The massive investment in the domestic cement market has lead to the redundancy
Massive investment
According to the association, due to the economic difficulties, domestic demand for cement during the 2011 - 2013 period was forecast to decrease by around 14-15 million. Meanwhile, new projects had continued being implemented.
The association said by 2015, total cement output of the country would reach 94.24 million tonnes, resulting in a 25 million tonne excess, this would rise to 129.5 million tonnes by 2020.
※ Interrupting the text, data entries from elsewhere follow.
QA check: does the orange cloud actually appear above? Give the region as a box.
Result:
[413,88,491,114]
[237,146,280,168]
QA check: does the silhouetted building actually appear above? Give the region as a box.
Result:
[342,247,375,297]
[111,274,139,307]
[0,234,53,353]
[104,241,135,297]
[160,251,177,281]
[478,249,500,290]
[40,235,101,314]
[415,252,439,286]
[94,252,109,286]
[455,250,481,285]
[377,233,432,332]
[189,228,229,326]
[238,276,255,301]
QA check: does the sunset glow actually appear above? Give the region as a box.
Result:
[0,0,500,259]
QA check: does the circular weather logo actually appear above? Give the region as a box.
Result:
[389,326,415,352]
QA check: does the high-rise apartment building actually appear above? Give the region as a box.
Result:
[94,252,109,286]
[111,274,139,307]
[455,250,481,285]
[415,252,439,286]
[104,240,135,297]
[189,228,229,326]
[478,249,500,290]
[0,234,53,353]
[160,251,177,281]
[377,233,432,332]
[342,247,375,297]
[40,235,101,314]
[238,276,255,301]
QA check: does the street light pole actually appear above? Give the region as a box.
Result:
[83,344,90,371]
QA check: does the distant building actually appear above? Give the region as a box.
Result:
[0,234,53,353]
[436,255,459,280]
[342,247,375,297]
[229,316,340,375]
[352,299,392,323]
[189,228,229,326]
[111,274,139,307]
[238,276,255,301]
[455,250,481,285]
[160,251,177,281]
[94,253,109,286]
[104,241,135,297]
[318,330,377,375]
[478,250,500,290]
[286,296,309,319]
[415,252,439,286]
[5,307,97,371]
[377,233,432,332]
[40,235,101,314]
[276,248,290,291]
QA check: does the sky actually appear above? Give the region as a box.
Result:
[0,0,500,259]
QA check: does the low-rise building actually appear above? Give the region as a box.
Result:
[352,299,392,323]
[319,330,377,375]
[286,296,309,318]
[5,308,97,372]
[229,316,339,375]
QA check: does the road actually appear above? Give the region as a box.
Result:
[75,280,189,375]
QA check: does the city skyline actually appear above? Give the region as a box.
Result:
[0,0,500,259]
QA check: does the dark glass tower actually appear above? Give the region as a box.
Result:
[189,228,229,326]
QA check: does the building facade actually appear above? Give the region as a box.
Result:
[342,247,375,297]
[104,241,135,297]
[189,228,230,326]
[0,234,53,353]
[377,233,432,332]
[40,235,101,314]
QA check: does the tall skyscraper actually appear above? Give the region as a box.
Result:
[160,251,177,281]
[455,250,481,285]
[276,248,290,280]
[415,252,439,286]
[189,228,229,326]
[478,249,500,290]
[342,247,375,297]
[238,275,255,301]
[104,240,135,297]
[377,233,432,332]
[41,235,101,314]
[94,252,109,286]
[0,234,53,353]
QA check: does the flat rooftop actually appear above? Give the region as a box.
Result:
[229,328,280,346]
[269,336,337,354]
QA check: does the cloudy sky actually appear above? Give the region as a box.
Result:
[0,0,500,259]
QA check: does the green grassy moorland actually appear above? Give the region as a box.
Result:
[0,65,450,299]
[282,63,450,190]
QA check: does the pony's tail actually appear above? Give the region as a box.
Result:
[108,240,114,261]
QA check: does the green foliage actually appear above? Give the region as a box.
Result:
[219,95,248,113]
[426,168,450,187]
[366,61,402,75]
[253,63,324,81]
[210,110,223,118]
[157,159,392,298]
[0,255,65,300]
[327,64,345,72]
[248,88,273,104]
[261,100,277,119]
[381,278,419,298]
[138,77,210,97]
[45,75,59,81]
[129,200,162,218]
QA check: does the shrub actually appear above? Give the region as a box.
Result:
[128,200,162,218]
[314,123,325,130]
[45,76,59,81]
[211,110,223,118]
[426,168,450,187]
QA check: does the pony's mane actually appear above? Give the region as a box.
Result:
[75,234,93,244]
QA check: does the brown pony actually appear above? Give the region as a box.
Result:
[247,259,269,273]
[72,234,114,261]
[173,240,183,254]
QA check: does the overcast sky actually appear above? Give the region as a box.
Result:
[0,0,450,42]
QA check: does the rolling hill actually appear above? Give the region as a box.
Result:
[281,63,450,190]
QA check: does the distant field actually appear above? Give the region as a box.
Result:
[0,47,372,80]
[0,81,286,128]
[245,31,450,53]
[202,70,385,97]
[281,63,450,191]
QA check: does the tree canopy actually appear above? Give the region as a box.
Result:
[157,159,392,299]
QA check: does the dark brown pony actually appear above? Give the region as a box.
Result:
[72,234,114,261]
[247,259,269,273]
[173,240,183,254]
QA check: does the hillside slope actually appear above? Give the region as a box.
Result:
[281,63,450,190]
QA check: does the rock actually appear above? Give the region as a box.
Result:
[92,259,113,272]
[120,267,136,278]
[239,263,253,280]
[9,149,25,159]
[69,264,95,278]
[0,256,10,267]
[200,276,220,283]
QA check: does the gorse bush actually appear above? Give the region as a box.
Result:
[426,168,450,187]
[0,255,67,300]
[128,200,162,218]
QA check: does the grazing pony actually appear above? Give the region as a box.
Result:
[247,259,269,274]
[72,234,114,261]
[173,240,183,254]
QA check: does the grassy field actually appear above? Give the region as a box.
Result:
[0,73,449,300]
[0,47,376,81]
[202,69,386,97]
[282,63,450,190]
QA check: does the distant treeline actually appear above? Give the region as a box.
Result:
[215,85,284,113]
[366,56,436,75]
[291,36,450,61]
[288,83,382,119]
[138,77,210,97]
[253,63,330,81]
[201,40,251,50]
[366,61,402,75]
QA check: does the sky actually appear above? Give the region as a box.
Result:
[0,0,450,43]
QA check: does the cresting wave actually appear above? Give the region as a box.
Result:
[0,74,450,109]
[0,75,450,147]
The association suggested reviewing the list of cement projects to more realistically match market demand and focus on raising the efficiency of plant management. It has also recommended the cancellation of nine planned cement projects and a reconsideration over nine others scheduled to receive investment between 2016 and 2030 as their technology would be largely redundant by 2030.
A number of cement projects which have been licensed have been delayed due to weak investor financial capacity, such as projects in the central provinces of Binh Phuoc, Nghe An, Thua Thien-Hue and Quang Binh.
Risk of losing the local market
In reality, several loss-making cement companies have had to sell their projects to foreign partners. In November 2012, Indonesia’s Semen Gresik bought 70% of Thang Long Cement Joint Stock Company’s stake, equal to around USD230 million, becoming the company’s strategic partner.
The Indonesian cement firm will also co-operate with Thang Long Cement Joint Stock Company to expand the second production line of Thang Long JSC and build An Phu Cement Plant in Binh Phuoc Province.
According to the association, it was essential to restructure cement companies and establish cement production complexes which are strong and competitive enough to control the domestic cement market.
“At present, Vietnam is home to 46 cement companies, but only, Vicem can produce over 20 million tonnes annually,” said Chairman of the association Tran Van Huynh said.